Research Paper|Volume 16, Issue 8|pp 7474—7486

Mechanism of ameliorating cerebral ischemia/reperfusion injury by antioxidant inhibition of autophagy based on network pharmacology and experimental verification

Yuantie Zheng¹, Zhicheng Huang², Yang Zhao⁵, Lili Huang³, Jun Wang⁵, Heping Li⁵, Xing Chen⁵, Jingsong Wang⁵, Jingwen Xie^1,⁴

¹Department of Pharmacy, The Second Affiliated Hospital and Yuying Children’s Hospital of the Wenzhou Medical University, Wenzhou, Zhejiang, China
²Department of Pharmacy, Ezhou Central Hospital, Ezhou, Hubei, China
³Department of Pharmacy, Lihuili Hospital Affiliated to Ningbo University, Ningbo, Zhejiang, China
⁴Department of Health, Chongqing Industry and Trade Polytechnic, Chongqing, China
⁵Department of Pharmacy, Guangyuan Central Hospital, Guangyuan, Sichuan, China

* Equal contribution

Received: November 20, 2023Accepted: March 18, 2024Published: April 25, 2024

https://doi.org/10.18632/aging.205773

Copyright: © 2024 Zheng et al.
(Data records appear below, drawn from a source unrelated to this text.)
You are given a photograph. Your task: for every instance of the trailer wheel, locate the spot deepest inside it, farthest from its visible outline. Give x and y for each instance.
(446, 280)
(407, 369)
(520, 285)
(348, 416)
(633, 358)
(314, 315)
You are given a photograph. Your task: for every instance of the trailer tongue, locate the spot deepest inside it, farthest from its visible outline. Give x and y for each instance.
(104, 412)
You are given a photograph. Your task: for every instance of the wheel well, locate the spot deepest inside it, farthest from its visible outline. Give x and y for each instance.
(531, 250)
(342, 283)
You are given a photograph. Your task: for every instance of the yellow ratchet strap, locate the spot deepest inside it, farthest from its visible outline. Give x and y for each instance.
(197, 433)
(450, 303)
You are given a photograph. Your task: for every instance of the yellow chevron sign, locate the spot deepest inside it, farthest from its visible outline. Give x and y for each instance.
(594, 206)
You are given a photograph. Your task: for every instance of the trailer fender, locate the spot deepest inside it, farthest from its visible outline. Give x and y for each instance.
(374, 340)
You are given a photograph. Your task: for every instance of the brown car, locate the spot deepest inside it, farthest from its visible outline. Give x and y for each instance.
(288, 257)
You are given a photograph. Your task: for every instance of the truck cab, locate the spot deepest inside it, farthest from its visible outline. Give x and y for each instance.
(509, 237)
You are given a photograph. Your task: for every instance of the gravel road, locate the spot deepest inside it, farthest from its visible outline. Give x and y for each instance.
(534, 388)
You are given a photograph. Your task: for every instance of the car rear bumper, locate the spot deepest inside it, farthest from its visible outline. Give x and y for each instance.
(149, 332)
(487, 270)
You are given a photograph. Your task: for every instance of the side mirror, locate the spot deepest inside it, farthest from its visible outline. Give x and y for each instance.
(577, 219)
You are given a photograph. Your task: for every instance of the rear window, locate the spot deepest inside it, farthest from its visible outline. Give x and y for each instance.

This is an open access article distributed under the terms of the Creative Commons Attribution License (CC BY 4.0), which permits unrestricted use, distribution, and reproduction in any medium, provided the original author and source are credited.

Abstract

Cerebral ischemia-reperfusion injury (CIRI) is one of the most difficult challenges in cerebrovascular disease research. It is primarily caused by excessive autophagy induced by oxidative stress. Previously, a novel compound X5 was found, and the excellent antioxidant activity of it was verified in this study. Moreover, network pharmacological analysis suggested that compound X5 was closely associated with autophagy and the mTOR pathway. In vitro, X5 could significantly inhibit the expression of autophagy proteins Beclin-1 and LC3-β, which are induced by H₂O₂, and promote the expression of SIRT1. In vivo, compound X5 significantly reduced the infarct size and improved the neurological function scores in the middle cerebral artery occlusion (MCAO) model of rats. In conclusion, ROS-induced autophagy is closely related to mTOR, SIRT1 and others, and X5 holds promise as a candidate for the treatment of CIRI.